The 16-year-old Woodstock Renegades forward can shine his Niagara west Rookie of the Year trophy as his team enjoys a first-round bye when the regular season winds down with the final two games this weekend.
Minello was named the division's top rookie yesterday, joining Blair Falotico (2007-08), Jack McLaren (2000-2001), Kevin Moon (1998-99), Brad Wilkins (1996-97) and Ron Nadalin (1995-96) as Woodstock players to win the award over the past 18 seasons.
"A lot of other categories there are definitely options for who won, but in Jordan's case you can't argue," Renegades head coach Bill McLeod said. "The kid is 16. Some of the other guys nominated come from Junior B. He's coming from triple-A (Brantford) and has more points than most veterans."
Minello has been outstanding in his first year of junior hockey.
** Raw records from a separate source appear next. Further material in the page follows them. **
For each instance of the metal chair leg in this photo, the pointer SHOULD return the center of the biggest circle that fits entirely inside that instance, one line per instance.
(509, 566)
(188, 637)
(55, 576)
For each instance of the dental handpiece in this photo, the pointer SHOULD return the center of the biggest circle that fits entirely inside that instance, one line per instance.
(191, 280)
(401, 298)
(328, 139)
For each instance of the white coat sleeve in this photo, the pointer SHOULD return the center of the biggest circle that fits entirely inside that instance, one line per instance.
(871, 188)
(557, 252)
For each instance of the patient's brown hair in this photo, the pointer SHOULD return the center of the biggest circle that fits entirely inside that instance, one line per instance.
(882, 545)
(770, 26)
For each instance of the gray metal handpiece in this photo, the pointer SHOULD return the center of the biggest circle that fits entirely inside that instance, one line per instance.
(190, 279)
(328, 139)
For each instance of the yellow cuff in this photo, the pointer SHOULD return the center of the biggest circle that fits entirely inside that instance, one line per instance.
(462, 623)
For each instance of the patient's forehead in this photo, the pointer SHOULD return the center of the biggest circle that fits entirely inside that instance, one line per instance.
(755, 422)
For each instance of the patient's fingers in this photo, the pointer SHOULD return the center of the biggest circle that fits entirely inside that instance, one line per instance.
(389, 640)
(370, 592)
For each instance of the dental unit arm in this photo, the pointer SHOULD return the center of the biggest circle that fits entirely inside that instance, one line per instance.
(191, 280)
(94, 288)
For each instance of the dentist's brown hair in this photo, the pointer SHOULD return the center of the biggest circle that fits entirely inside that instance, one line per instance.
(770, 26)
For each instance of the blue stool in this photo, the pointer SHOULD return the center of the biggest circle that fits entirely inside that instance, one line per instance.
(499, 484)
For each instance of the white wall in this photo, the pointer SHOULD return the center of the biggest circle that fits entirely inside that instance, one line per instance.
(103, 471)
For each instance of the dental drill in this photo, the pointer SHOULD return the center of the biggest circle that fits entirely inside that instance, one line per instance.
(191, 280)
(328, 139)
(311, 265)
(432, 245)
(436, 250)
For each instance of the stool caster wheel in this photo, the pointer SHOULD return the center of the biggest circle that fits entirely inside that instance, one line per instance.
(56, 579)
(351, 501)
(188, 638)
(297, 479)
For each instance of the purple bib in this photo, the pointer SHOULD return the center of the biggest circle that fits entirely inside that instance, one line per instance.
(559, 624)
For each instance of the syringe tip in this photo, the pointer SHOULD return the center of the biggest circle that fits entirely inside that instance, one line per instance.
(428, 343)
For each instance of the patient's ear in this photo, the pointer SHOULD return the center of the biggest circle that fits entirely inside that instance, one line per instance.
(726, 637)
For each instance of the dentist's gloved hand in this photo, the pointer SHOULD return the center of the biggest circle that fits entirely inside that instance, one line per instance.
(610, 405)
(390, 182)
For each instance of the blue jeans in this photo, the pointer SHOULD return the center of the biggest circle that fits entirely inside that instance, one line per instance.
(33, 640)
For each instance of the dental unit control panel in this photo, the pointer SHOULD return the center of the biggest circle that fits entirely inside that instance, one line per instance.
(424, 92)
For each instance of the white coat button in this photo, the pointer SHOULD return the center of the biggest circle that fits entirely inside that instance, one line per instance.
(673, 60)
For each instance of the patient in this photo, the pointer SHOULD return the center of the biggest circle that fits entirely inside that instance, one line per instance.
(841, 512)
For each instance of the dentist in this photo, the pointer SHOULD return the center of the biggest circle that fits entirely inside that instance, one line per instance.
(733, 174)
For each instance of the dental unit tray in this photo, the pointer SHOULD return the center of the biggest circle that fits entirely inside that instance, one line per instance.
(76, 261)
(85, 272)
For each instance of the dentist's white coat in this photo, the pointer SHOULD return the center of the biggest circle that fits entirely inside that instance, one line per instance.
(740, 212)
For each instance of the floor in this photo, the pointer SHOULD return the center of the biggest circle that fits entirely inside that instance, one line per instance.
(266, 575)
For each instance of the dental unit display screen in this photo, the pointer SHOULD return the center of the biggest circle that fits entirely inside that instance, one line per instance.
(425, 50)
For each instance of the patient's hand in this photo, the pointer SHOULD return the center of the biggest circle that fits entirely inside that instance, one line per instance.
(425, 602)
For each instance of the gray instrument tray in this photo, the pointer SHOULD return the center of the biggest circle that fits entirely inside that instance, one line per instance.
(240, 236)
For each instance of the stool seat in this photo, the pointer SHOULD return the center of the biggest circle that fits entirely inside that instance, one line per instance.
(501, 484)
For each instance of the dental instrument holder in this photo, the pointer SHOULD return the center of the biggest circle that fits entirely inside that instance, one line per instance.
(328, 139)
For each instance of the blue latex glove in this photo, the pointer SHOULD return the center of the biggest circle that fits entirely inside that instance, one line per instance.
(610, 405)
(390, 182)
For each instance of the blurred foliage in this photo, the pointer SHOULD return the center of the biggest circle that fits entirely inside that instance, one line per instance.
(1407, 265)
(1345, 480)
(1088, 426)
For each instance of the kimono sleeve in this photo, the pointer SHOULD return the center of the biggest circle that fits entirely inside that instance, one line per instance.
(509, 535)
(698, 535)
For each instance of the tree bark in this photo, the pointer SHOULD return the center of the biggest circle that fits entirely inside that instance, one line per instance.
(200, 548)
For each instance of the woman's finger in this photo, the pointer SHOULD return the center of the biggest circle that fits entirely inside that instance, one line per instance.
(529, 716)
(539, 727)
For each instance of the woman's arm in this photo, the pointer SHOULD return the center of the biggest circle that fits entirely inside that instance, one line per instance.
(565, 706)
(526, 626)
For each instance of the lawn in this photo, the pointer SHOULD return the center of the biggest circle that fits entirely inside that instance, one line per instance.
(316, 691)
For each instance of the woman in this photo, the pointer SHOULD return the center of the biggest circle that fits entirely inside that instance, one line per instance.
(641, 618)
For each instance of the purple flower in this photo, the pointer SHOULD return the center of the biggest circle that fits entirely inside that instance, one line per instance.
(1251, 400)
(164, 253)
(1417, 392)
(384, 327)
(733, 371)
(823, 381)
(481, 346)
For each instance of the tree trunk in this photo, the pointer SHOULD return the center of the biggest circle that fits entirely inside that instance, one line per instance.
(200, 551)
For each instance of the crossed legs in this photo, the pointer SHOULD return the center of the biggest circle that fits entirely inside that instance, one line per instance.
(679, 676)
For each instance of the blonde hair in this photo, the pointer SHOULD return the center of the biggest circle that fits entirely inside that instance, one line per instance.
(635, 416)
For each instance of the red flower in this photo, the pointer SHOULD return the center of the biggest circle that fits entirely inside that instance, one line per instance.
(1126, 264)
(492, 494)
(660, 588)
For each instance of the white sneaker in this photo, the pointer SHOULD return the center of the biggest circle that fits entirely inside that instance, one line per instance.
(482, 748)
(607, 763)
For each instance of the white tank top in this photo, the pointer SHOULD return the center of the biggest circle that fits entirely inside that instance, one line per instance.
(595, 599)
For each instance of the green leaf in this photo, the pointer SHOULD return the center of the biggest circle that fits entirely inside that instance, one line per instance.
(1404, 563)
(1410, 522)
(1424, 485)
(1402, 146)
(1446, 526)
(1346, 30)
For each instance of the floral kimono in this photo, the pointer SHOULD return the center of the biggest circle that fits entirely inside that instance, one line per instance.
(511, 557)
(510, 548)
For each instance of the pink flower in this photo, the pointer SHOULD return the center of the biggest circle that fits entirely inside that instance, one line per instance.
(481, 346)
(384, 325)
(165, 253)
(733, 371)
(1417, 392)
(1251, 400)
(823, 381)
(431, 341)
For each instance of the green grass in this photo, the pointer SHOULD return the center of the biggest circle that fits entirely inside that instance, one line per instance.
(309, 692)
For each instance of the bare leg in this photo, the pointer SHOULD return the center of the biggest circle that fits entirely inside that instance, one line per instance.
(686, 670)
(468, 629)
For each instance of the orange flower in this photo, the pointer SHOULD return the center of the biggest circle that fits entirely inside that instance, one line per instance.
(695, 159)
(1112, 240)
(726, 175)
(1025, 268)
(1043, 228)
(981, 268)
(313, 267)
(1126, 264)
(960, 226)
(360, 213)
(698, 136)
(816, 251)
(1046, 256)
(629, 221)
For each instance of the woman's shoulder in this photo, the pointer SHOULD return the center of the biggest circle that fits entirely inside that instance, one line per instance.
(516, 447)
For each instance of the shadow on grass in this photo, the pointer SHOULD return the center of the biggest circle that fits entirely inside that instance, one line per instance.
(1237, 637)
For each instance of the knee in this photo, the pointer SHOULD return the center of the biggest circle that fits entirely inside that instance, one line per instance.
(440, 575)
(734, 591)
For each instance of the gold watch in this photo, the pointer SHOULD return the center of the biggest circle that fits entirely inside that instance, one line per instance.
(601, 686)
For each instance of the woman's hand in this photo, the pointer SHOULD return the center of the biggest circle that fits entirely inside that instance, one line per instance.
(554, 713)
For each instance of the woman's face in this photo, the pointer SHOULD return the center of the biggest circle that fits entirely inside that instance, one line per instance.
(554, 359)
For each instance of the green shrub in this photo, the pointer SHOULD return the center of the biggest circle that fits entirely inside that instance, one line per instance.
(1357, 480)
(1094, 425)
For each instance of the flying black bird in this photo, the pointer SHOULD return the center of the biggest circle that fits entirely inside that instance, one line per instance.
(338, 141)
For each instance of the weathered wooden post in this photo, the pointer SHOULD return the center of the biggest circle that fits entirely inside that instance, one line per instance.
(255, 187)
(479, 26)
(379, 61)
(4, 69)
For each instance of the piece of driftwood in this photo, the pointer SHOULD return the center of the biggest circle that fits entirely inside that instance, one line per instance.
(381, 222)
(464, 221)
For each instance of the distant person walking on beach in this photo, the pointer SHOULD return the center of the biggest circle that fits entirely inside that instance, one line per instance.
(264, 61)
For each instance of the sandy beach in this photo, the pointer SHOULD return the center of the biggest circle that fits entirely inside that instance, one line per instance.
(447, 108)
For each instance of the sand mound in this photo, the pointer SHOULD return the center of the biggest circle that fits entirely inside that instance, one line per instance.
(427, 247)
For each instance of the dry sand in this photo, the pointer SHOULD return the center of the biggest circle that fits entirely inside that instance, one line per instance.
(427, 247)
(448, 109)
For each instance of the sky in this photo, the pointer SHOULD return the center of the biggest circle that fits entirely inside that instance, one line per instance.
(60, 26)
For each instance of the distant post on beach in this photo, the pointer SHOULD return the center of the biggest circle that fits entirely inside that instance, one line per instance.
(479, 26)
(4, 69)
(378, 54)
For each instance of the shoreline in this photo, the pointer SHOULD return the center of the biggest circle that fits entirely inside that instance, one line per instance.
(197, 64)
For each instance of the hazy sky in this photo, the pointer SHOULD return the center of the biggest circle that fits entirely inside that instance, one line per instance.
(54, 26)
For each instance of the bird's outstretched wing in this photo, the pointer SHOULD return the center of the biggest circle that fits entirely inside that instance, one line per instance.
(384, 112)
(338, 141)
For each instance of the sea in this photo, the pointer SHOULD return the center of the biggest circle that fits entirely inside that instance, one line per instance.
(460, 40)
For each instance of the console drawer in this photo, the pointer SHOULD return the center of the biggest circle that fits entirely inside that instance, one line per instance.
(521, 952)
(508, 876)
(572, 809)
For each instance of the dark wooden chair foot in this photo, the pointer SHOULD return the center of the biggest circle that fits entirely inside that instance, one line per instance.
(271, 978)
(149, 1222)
He has played all 34 games heading into this weekend and his 14 goals and 30 points are second on the team, trailing overage captain and linemate Cole Maher.
"He's non-stop," McLeod said. "The kid is serious about being good. He plays with a lot of pride. He wants to hit, he wants to score, he wants to backcheck."
Minello didn't waste any time making his presence felt with the Renegades. The St. Mary's High School student scored twice in his first game and added another goal against the Norwich Merchants in his second game.
Through his first 14 games, the five-foot-10, 165-pound winger tallied seven goals and six assists and has helped compensate for the loss of veteran Mike Brilhante, who was sent to Norwich.
Like most rookies, Minello has faced slumps. Twice he has been held pointless for stretches of four games, and Minello has points in just two of his last nine games.
However, he scored three goals and added four assists in a two-game span earlier this month to make up for any drought.
Most importantly, Minello has shown he is a complete player. His two shorthanded goals leads the team and he is tied for third in the division with four game-winning goals.
Twelve of his fourteen goals have come five-on-five and he has quickly become one of the Renegades' most reliable players at both ends of the rink.
"You bring them in to let them develop," McLeod said, "but as 16-year-olds you don't expect them to come in and dominate."